L’illusion de la transition écologique

L’expression « énergie renouvelable » est devenue le slogan absolu de notre siècle, une promesse de rédemption technologique où l’humanité pourrait continuer sa croissance infinie sans blesser la Terre. On nous vend un monde alimenté par le vent et le soleil, des sources gratuites et éternelles. Pourtant, cette vision est un mensonge par omission. Pour capter ces flux naturels, il faut une infrastructure titanesque, gourmande en matériaux non renouvelables et dépendante des énergies fossiles. On ne remplace pas le pétrole par du vide ; on le remplace par des mines, des hauts-fourneaux et des décharges industrielles. Cette transition n’est pas un changement de modèle, mais une accélération de l’extractivisme doublée d’une offensive idéologique sans précédent.

Le mensonge idéologique la religion verte

Le cœur du problème n’est pas seulement matériel, il est idéologique. L’idéologie verte ne se présente plus comme un simple débat politique sur l’énergie ou l’environnement. Elle se présente comme une morale universelle. Elle ne propose pas seulement des solutions techniques ; elle définit ce qui est bien et ce qui est mal. Celui qui adopte les comportements prescrits devient vertueux, celui qui les refuse devient coupable.

Dans ce cadre moral, la question énergétique cesse d’être une question industrielle et politique pour devenir une question de conscience individuelle. On ne discute plus de la structure du système productif, de la mondialisation des chaînes industrielles ou de la dépendance aux métaux critiques. On demande simplement aux individus de changer leurs habitudes : manger autrement, se déplacer autrement, consommer autrement. Le problème systémique est ainsi transformé en faute personnelle.

Cette transformation est politiquement très efficace.
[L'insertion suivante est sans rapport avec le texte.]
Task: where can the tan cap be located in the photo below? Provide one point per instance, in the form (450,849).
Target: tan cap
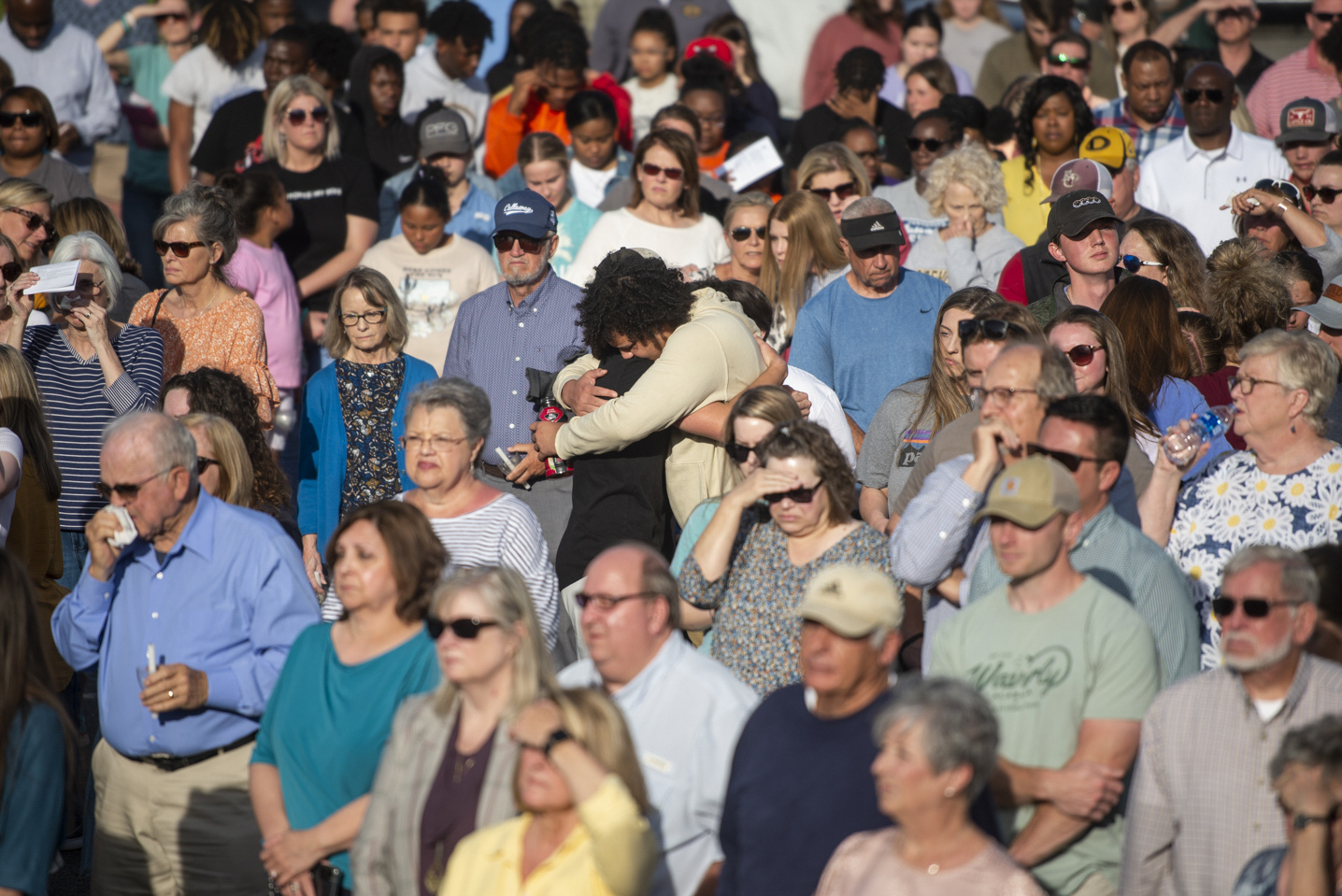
(1031,492)
(852,601)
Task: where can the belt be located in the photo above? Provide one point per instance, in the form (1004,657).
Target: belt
(164,762)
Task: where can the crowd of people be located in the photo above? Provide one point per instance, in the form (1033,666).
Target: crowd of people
(917,471)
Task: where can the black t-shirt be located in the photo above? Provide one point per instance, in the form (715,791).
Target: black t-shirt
(321,200)
(819,125)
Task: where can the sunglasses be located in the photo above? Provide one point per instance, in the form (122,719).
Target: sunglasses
(467,630)
(27,119)
(843,191)
(299,116)
(673,173)
(1064,458)
(1255,608)
(1215,95)
(1133,264)
(796,495)
(178,249)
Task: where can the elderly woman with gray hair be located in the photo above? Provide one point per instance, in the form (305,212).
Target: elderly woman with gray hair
(203,320)
(446,424)
(90,370)
(965,187)
(938,748)
(1283,490)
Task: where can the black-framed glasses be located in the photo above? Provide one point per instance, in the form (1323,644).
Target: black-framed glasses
(604,603)
(1064,458)
(1133,264)
(178,247)
(1255,608)
(26,119)
(1215,95)
(464,628)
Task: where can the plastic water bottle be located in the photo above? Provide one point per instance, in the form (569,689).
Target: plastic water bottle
(1181,446)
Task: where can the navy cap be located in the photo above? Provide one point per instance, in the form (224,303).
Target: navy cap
(525,212)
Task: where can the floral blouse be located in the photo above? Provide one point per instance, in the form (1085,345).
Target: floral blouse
(1234,505)
(368,394)
(228,337)
(756,631)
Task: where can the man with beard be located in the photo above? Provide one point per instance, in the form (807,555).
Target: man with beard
(1201,800)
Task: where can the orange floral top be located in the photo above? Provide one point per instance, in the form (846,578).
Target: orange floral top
(228,337)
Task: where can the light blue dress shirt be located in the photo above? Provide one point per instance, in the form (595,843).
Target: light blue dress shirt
(228,600)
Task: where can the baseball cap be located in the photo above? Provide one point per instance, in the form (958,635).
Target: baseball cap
(852,601)
(1110,147)
(873,231)
(1031,492)
(525,212)
(1080,173)
(1075,211)
(1307,120)
(445,132)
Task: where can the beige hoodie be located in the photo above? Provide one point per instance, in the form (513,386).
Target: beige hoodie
(711,359)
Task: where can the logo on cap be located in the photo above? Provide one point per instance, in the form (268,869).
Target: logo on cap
(1301,117)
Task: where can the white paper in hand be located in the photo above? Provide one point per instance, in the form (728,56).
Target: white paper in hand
(55,277)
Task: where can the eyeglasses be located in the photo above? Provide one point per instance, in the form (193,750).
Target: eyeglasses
(178,249)
(467,630)
(1249,384)
(1215,95)
(26,119)
(504,243)
(843,191)
(932,144)
(128,490)
(1255,608)
(1064,458)
(673,173)
(796,495)
(436,444)
(607,604)
(299,116)
(372,316)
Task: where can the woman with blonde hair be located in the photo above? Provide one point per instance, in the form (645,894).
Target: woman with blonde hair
(221,463)
(966,187)
(584,828)
(804,256)
(449,766)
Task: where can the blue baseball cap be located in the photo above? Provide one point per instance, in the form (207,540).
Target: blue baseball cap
(525,212)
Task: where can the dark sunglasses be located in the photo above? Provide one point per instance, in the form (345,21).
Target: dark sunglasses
(796,495)
(178,249)
(673,173)
(1064,458)
(27,120)
(464,628)
(299,116)
(1215,95)
(932,144)
(843,191)
(504,243)
(1255,608)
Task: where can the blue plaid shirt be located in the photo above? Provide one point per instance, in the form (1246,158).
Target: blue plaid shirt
(1116,116)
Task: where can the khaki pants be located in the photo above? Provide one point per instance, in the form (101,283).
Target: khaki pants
(175,833)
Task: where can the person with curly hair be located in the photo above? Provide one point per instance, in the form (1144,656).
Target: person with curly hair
(707,354)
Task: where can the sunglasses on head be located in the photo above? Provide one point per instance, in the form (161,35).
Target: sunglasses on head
(299,116)
(843,191)
(467,630)
(26,119)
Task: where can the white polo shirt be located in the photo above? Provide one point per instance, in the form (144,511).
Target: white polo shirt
(1190,184)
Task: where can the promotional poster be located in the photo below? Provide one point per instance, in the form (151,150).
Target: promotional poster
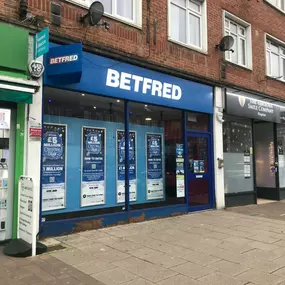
(53,167)
(121,166)
(93,167)
(154,167)
(180,183)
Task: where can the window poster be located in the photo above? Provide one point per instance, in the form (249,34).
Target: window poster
(180,183)
(121,166)
(93,167)
(54,167)
(154,167)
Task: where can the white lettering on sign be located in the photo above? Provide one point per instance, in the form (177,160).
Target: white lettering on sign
(132,82)
(63,59)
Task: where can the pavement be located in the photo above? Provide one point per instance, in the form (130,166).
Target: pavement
(207,248)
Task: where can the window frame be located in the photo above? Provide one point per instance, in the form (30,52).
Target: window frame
(137,11)
(247,38)
(278,6)
(281,45)
(203,23)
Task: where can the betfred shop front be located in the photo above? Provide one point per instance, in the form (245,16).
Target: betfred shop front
(96,106)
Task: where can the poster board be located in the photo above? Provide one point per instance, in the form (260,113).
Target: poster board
(27,212)
(54,167)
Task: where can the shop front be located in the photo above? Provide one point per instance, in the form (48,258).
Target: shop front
(95,106)
(253,138)
(19,97)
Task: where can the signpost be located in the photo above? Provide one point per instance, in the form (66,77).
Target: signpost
(41,43)
(27,217)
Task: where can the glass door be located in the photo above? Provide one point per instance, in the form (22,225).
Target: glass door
(199,173)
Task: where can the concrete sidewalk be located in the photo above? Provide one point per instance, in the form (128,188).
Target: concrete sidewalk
(210,248)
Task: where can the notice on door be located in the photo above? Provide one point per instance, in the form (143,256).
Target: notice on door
(180,183)
(121,166)
(27,211)
(154,167)
(93,167)
(54,167)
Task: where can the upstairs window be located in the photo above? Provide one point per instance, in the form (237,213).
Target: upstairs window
(241,33)
(187,23)
(279,4)
(275,60)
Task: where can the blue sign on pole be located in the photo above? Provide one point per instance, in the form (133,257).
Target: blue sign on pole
(41,42)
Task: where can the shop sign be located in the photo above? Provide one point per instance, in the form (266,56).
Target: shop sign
(35,132)
(41,42)
(64,64)
(247,106)
(93,74)
(36,69)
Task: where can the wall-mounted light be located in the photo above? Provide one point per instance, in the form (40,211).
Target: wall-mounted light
(226,44)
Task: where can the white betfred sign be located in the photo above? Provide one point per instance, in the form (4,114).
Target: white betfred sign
(144,85)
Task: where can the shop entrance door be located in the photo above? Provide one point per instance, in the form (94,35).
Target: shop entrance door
(199,171)
(266,163)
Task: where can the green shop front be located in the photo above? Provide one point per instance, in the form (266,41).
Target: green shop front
(16,96)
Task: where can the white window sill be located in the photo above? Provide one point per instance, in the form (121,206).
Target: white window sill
(275,7)
(275,78)
(200,50)
(125,21)
(239,65)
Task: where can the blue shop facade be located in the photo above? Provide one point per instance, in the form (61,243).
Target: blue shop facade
(93,108)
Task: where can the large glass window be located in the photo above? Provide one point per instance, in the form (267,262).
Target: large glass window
(238,162)
(81,169)
(159,158)
(187,22)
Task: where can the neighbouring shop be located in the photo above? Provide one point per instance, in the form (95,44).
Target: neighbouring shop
(18,94)
(253,139)
(96,106)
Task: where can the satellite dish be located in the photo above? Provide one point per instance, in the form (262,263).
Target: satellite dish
(94,14)
(226,44)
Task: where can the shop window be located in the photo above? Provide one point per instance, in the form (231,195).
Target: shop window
(238,149)
(80,157)
(197,121)
(160,175)
(187,22)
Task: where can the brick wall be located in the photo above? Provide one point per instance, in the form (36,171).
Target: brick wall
(132,41)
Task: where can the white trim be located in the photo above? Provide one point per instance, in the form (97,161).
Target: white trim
(17,88)
(137,12)
(274,6)
(203,32)
(248,38)
(22,81)
(279,43)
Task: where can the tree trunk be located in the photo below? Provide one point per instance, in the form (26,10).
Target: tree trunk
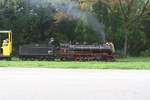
(126,31)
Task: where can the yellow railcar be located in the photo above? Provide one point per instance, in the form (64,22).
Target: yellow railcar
(5,44)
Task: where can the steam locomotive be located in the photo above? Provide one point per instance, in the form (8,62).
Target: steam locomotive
(74,52)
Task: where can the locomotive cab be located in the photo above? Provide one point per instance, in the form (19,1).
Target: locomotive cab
(5,44)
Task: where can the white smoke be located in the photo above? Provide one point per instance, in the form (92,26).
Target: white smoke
(72,8)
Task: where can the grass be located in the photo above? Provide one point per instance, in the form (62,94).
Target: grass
(125,63)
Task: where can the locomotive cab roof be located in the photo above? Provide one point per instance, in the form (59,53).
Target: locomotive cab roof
(5,31)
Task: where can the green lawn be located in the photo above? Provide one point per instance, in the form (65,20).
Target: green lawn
(126,63)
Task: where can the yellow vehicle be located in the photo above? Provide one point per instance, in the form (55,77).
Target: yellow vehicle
(5,44)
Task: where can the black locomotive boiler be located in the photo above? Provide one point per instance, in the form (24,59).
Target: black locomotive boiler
(67,52)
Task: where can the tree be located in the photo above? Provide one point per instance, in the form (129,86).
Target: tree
(132,11)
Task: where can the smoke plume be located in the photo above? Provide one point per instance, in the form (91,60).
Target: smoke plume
(72,8)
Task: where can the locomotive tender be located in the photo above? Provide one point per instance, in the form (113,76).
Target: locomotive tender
(67,52)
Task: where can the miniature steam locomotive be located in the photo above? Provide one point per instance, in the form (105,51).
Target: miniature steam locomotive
(67,52)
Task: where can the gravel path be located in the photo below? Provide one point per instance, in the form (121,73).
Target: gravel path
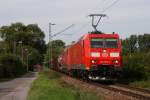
(18,88)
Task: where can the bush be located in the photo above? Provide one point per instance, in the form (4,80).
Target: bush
(11,66)
(136,66)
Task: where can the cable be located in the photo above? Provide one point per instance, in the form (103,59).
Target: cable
(110,6)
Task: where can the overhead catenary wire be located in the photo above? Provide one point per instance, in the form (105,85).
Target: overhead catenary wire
(104,10)
(110,6)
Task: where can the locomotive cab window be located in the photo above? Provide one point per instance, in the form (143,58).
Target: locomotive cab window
(97,43)
(104,43)
(111,43)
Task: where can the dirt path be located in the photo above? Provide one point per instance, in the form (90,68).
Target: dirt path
(18,88)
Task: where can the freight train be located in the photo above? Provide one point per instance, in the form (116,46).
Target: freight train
(96,56)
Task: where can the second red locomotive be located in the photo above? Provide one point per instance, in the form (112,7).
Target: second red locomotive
(96,56)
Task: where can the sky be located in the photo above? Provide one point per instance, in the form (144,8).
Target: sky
(125,17)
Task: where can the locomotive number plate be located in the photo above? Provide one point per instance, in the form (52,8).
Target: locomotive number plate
(104,54)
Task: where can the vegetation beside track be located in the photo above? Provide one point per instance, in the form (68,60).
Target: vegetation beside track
(136,61)
(50,86)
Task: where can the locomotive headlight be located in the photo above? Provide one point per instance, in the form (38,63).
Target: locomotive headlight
(114,54)
(95,54)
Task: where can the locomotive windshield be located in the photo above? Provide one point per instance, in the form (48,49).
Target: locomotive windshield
(104,43)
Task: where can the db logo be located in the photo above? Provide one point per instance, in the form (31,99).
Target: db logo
(104,54)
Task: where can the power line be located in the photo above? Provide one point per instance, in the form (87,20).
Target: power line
(110,6)
(101,12)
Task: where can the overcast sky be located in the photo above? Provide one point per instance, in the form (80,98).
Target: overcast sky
(125,17)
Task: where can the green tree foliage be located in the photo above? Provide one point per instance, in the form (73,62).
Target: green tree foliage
(57,48)
(136,60)
(29,35)
(21,46)
(11,66)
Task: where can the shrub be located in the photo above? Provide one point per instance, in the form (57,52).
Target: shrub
(136,66)
(11,66)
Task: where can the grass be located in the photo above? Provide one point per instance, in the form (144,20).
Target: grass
(141,84)
(49,86)
(5,79)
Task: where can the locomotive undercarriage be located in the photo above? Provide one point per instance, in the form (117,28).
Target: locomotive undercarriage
(104,72)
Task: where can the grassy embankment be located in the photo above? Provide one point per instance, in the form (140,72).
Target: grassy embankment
(137,70)
(50,86)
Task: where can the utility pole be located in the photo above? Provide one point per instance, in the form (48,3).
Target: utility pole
(94,25)
(50,44)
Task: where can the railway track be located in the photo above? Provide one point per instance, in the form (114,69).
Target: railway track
(135,93)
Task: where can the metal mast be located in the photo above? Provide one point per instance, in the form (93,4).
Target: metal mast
(94,25)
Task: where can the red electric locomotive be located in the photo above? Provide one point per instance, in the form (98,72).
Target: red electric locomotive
(96,56)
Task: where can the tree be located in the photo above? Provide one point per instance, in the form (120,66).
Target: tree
(29,35)
(57,48)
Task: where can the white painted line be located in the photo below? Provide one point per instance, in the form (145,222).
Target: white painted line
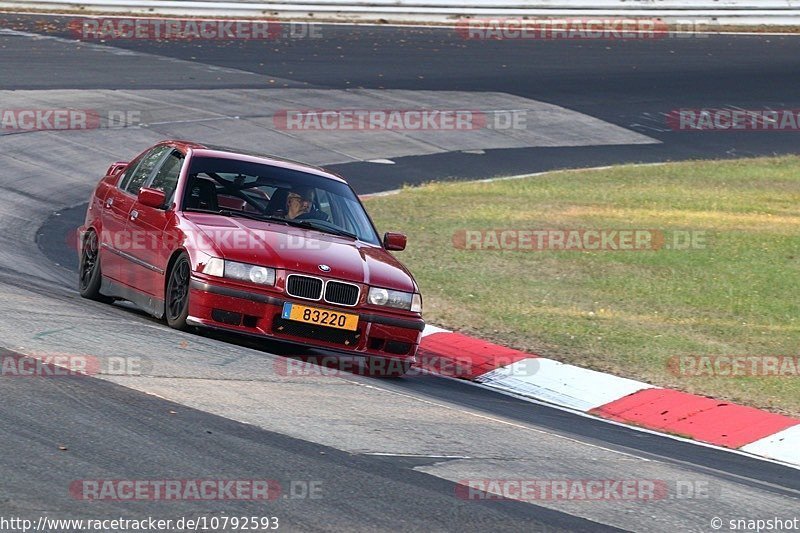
(433,329)
(554,382)
(782,446)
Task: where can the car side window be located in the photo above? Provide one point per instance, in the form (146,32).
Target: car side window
(143,170)
(128,173)
(166,178)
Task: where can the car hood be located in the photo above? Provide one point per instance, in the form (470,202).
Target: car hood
(301,250)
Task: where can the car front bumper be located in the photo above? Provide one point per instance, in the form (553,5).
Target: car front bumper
(222,306)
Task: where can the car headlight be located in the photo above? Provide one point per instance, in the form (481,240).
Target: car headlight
(240,271)
(397,299)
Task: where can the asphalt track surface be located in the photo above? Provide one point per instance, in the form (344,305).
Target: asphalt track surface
(387,452)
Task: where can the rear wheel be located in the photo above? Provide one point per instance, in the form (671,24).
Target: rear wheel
(177,294)
(385,367)
(89,275)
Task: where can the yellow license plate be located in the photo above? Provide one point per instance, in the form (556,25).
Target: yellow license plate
(322,317)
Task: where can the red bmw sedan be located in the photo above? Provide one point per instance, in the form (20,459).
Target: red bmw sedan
(211,237)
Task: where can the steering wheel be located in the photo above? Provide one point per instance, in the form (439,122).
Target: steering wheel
(313,215)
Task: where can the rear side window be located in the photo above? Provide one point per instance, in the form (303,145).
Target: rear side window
(166,178)
(136,180)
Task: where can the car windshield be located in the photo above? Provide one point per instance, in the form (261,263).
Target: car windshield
(240,188)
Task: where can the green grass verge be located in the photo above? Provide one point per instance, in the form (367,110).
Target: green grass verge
(622,312)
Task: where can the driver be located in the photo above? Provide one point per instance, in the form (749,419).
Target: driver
(298,202)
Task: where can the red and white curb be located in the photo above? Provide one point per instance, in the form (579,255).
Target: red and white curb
(716,422)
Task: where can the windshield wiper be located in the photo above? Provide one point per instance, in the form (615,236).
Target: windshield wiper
(317,225)
(252,216)
(322,226)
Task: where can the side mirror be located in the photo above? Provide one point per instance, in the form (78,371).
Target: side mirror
(152,197)
(116,168)
(394,241)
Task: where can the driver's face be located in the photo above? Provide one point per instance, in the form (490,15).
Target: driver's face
(297,205)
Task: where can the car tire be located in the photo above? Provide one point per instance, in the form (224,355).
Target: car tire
(89,275)
(381,367)
(176,297)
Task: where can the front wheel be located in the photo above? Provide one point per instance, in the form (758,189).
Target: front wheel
(177,293)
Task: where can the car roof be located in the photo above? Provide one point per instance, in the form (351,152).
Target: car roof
(209,150)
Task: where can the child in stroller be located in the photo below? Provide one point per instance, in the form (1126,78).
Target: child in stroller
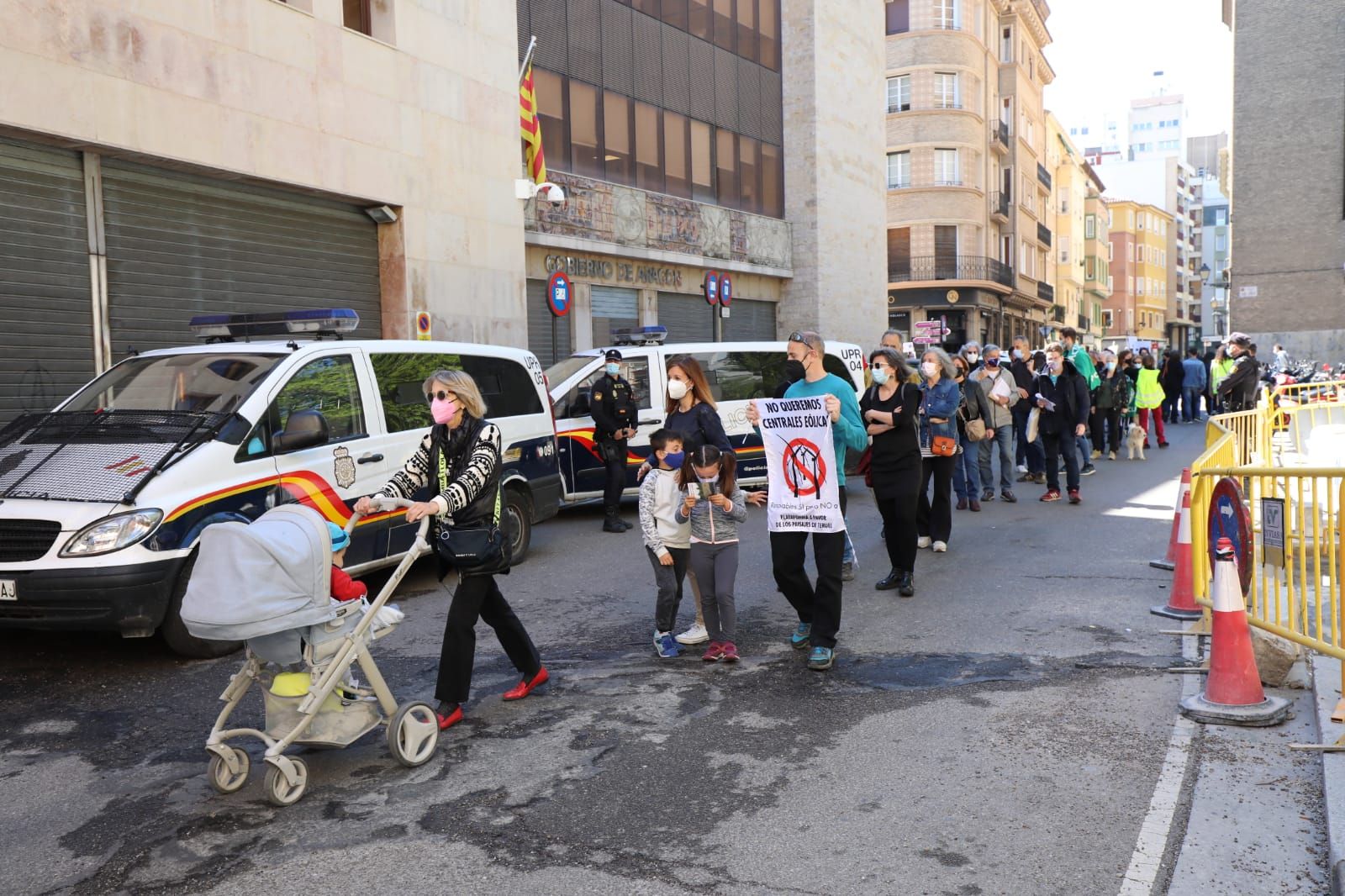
(269,584)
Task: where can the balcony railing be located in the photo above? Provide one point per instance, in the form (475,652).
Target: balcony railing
(950,268)
(1000,203)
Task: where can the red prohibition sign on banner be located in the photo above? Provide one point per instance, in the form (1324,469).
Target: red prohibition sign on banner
(804,470)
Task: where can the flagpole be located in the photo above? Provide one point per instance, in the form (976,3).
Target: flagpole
(528,58)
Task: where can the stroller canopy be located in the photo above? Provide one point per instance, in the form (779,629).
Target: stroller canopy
(260,579)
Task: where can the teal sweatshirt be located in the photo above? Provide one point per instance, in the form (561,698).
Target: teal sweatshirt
(847,432)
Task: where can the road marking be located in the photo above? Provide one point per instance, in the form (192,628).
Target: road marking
(1153,833)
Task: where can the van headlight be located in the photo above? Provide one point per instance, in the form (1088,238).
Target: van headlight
(113,533)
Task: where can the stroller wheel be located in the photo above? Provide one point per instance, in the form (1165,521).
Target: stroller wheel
(414,734)
(279,790)
(225,781)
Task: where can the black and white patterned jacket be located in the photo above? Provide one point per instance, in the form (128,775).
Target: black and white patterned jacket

En déplaçant la responsabilité vers les individus, l’idéologie verte évite de remettre en cause les structures économiques profondes du monde contemporain. Les multinationales continuent d’organiser l’extraction minière, les chaînes logistiques mondiales continuent de s’étendre, et les États poursuivent la compétition industrielle. Mais l’attention publique se concentre sur des gestes symboliques : trier ses déchets, réduire sa consommation de plastique, acheter des produits labellisés.

Le résultat est une moralisation permanente de la vie quotidienne. L’empreinte carbone devient une forme de score moral. Les comportements sont évalués, comparés et jugés. La politique environnementale se transforme progressivement en discipline sociale, où la conformité aux normes écologiques devient un marqueur de respectabilité.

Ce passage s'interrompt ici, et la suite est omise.